Os indivíduos com Saos apresentam redução acentuada (hipopneia) ou completa cessação (apneia) do fluxo aéreo durante o sono, o que ocorre várias vezes por hora. Isso se deve a um colapso da via aérea superior na região do palato e/ou na base da língua, o qual impede a passagem do ar, a despeito do esforço inspiratório. As interrupções do fluxo aéreo causam alteração dos gases arteriais, sobretudo hipoxemia, e também intensa fragmentação do sono por conta dos microdespertares que usualmente se seguem a esses episódios de apneia ou hipopneia, gerando a hipersonolência diurna e uma série de outras comorbidades. O diagnóstico da condição pela polissonografia é definido pela presença de cinco ou mais episódios de apneia e/ou hipopneia por hora de sono. A nasofibroscopia também configura um exame subsidiário de grande importância nesse contexto, já que identifica as alterações anatômicas que estreitam a via aérea superior e ocasionam seu colapso, seja por um efeito de massa propriamente dito na faringe, como a hipertrofia das tonsilas palatinas, seja por uma alteração que, mesmo não situada exatamente na faringe, pode favorecer seu colabamento por exigir um maior esforço inspiratório e, consequentemente, maior pressão negativa na via aérea ou mesmo por forçar uma respiração bucal – caso das alterações nasais. A identificação de variações anatômicas na via aérea superior influencia a conduta terapêutica, levando o médico-assistente a considerar uma eventual abordagem cirúrgica, bem como sinaliza eventuais problemas para a adaptação de aparelhos de pressão positiva.
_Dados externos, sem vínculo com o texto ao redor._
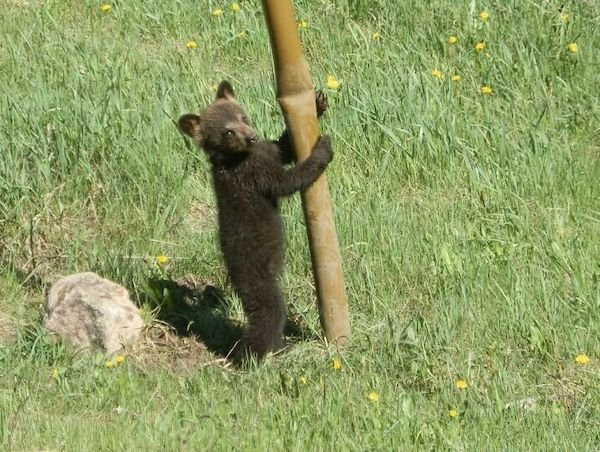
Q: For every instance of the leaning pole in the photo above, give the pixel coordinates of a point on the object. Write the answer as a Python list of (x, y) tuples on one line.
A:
[(296, 96)]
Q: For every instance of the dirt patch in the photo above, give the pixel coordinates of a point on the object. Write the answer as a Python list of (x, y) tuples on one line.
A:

Síndrome de Pickwick: parece apneia, mas não é
A doença que ficou conhecida como síndrome de Pickwick é, na verdade, a síndrome da hipoventilação-obesidade, que, apesar do quadro clínico semelhante ao da apneia, tem outro mecanismo fisiopatológico. O distúrbio ventilatório dessa entidade não ocorre por apneias ou hipopneias, mas pela obesidade muito acentuada, que não permite uma mecânica ventilatória adequada, principalmente durante o sono, quando a musculatura está relaxada. Como resultado, o paciente manifesta hipercapnia e hipoxemia muito mais prolongadas do que as decorrentes dos eventos obstrutivos da Saos. Por ser bem menos frequente, a síndrome de Pickwick em geral é subdiagnosticada, uma vez que 90% dos portadores igualmente têm a Saos associada. Contudo, de 10% a 38% dos pacientes obesos e apneicos apresentarão também a síndrome da hipoventilação-obesidade.